The Register-Herald, Beckley, West Virginia

Local News

May 10, 2009

Wyoming bears brunt

Rain wreaks havoc

Floodwaters raged through Wyoming County Saturday, forcing people to higher ground, blocking major roadways, damaging numerous homes and canceling Mullens’ annual spring celebration, the Dogwood Festival.

“It would be easier to tell you which areas aren’t flooded,” Dean Meadows, county emergency services director, said.

“In Hanover, we’ve got reports of people fleeing to the mountains and the water is still coming up,” Meadows said Saturday morning.

Some residents took refuge on the tops of structures, while others ran for higher ground.

One Hanover resident reported a mobile home floating by his own home. The mobile home is known to have housed an elderly couple, Meadows said. The fate of the elderly couple was not known Saturday evening.

“We are assuming they are OK,” Meadows said, because there was no report to the contrary from emergency crews working in the area.

Meadows had specialized rescue teams from Logan ready to move into the Hanover area to pull people to safety, but high water kept the area closed off. The local fire department continued its efforts in the area, he explained.

Reports indicated at least 50 homes had water inside living quarters in Hanover.

The Brenton Fire Department had a foot of water inside the building, Meadows said.

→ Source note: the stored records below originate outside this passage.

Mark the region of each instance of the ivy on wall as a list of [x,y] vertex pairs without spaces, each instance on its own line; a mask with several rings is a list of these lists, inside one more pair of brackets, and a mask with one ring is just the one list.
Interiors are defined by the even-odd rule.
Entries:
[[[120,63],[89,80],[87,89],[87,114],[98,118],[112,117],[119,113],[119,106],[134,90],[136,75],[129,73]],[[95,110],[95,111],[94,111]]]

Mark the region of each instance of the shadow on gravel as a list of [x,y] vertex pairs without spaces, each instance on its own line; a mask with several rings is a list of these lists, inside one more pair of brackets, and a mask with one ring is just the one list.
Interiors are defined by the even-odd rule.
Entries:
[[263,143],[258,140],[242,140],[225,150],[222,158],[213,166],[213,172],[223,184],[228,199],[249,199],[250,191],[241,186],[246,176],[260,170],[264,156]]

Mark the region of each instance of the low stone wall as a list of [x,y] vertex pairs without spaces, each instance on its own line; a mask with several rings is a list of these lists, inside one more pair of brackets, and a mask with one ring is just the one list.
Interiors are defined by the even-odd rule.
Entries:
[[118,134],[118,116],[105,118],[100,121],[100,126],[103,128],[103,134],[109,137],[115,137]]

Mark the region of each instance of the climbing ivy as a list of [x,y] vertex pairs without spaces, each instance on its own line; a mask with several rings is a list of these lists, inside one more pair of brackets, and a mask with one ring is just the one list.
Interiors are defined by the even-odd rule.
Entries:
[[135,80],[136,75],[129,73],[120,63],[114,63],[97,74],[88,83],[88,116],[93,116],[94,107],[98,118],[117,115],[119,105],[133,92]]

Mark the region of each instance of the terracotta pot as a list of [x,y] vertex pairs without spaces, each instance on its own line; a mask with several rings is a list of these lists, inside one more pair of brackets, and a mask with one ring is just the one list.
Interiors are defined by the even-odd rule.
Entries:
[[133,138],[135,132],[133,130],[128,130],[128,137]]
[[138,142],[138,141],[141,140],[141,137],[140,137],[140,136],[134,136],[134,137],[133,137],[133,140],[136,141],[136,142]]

Several Brenton area homes were reported to have been flooded as well, according to officials.

“It’s not another 2001 for most of the county, but it is Hanover and Brenton’s 2001,” Meadows said.

On July 8, 2001, Wyoming County suffered what was at the time the worst natural disaster in West Virginia history, with only two communities in the county spared the destruction.

On Saturday, all major roadways were blocked for most of the day.

Both Mullens and Pineville were cut off by floodwaters, as were Rock View and Brenton.

Meadows said downtown Mullens had floodwaters, but he had no reports of water inside structures as yet.

By 4 p.m., the waters had begun to recede, Meadows said.

However, the intersection of W.Va. 97 and 971 was still blocked, Meadows said.

“We don’t have any reports of injuries and there is no one unaccounted for that we’ve been made aware of,” he noted.